London copper extended losses on Friday following a 10 percent slide overnight and headed for their biggest monthly drop since at least 1970 after data showing a contraction in the US economy stoked recession fears.
London Metal Exchange copper has seen unprecedented volatility since the middle of the year, with prices down a huge 36 percent in October, despite an 8.5 percent rise this week. US gross domestic product shrank at a 0.3 percent annual rate in the third quarter as the sharpest pullback by consumers since 1980 overwhelmed the benefit from ramped-up government spending, the US.
"Once credit markets unfreeze and people get used to new, lower asset prices, we should see volatility ease, but we will have to wait for Libor to come down, the US election and even the Chinese new year in the first quarter of next year for that to happen."
Shanghai copper futures fell by their 5 percent threshold to 31,400 yuan ($4,592). Copper dropped a record 41 percent in October, more than twice the loss seen in the next weakest month, June 1996. Zinc hit its 6 percent threshold at the open, falling to 8,930 yuan after the rally in London shuddered to a halt.
"Copper is limit up one day, limit down the next and it has managed to stay more less on par with London in the past few days. It will keep tracking the LME as closely as it can, given the limits on trading," a dealer in Hong Kong said.

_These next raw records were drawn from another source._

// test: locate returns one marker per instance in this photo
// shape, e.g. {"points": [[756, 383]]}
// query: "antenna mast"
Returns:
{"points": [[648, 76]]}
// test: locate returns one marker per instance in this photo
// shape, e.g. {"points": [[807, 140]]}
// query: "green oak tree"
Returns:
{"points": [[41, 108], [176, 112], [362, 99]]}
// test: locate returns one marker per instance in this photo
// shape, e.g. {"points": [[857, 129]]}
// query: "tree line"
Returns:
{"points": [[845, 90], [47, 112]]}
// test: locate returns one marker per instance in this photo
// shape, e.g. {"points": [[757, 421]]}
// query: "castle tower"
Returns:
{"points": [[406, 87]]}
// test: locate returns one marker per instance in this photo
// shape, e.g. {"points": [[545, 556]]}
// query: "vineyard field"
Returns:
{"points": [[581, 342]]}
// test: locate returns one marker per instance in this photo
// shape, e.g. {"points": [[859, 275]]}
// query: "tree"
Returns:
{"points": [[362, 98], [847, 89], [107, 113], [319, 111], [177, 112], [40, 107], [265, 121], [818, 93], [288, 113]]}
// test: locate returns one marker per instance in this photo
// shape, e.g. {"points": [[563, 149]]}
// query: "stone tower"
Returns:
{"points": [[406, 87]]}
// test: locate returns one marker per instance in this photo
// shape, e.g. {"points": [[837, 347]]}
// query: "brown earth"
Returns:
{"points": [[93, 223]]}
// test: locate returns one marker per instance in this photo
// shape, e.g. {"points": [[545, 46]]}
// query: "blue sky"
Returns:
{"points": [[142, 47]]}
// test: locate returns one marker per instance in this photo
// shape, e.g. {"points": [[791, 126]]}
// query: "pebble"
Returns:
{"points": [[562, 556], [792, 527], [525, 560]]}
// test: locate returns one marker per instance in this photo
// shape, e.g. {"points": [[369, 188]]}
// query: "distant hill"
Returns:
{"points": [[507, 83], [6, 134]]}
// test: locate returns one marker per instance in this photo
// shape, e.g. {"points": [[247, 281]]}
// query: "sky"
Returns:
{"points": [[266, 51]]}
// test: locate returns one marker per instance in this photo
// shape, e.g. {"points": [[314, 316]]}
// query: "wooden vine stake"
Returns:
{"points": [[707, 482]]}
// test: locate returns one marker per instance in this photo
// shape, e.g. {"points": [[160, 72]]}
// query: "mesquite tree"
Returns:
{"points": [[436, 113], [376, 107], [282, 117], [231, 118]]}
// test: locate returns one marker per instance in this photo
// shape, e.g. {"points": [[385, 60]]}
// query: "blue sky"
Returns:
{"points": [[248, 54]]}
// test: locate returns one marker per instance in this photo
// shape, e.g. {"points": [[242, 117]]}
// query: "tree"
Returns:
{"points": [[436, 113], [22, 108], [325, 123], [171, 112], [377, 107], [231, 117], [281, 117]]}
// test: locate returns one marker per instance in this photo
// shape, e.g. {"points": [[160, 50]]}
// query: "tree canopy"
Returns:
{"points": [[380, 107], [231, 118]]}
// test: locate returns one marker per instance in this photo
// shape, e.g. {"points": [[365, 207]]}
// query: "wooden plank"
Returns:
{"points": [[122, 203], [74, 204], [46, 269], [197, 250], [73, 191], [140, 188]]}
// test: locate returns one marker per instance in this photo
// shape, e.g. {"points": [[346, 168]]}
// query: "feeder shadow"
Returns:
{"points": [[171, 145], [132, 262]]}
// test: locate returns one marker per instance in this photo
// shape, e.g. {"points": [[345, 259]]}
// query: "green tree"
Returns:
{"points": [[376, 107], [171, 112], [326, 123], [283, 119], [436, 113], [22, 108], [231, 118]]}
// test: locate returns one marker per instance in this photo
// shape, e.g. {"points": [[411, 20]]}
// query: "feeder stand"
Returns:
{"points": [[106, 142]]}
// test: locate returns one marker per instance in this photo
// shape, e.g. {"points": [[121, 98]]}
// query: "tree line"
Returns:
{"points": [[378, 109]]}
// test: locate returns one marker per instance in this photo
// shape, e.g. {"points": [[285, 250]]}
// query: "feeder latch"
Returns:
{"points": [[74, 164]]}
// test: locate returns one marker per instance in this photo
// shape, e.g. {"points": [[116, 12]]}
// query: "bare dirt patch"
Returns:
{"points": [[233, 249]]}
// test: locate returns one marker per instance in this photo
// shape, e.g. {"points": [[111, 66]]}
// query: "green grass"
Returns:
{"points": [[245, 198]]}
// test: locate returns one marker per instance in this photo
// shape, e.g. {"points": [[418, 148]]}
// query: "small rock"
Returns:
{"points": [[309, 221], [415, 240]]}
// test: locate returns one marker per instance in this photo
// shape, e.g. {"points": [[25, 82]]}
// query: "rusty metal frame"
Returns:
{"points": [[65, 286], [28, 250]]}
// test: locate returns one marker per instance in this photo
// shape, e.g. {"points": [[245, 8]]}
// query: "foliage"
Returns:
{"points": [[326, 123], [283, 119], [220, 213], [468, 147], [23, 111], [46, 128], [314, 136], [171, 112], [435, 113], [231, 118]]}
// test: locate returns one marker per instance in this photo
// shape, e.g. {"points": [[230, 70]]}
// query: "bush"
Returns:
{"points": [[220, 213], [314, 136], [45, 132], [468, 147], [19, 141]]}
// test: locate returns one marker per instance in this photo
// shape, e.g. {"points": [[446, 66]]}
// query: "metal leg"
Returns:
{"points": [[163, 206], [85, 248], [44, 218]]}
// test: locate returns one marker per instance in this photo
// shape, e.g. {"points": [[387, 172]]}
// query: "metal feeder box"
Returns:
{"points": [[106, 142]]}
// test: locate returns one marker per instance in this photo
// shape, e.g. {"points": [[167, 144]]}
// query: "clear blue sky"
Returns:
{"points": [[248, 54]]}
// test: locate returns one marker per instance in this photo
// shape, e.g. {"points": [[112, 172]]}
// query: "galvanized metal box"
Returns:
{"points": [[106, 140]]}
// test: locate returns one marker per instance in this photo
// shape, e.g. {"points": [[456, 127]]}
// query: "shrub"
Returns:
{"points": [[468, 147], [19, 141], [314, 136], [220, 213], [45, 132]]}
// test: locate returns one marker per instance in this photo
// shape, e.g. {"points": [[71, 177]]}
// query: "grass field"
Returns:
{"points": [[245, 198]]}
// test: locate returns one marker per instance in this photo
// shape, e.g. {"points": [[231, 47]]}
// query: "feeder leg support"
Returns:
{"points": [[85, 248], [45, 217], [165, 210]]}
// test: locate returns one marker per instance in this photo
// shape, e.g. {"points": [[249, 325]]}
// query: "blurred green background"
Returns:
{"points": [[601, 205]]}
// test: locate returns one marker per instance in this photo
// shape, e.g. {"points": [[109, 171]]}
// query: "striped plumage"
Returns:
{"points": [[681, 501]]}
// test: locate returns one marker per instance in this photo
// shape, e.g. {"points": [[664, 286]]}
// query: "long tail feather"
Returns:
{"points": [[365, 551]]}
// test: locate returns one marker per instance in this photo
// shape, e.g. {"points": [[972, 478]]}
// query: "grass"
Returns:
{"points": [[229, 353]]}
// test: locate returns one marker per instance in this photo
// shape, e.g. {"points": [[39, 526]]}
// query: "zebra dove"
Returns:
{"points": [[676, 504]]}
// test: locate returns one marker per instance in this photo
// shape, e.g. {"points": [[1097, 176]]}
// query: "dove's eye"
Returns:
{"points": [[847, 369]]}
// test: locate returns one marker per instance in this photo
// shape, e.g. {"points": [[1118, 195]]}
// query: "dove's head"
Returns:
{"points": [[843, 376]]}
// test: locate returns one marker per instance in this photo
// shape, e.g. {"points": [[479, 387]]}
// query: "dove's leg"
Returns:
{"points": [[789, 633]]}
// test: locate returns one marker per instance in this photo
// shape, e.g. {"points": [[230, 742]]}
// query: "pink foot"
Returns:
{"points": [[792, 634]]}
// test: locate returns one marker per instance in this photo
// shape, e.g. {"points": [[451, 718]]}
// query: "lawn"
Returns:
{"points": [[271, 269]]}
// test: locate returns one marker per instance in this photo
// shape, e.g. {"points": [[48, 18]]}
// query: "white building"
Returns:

Adding to worries are slowing exports from China, which are eating into the country's huge demand for commodities - copper consumption growth next year is seen falling to 6 percent, one third the rate in 2007 - and even a major fiscal package by Beijing will likely only slow the decline. Shanghai copper stocks fell 20 percent or 6,265 tonnes to 24,788 tonnes in weekly data released after the exchange closed, above expectations of a 13 percent fall.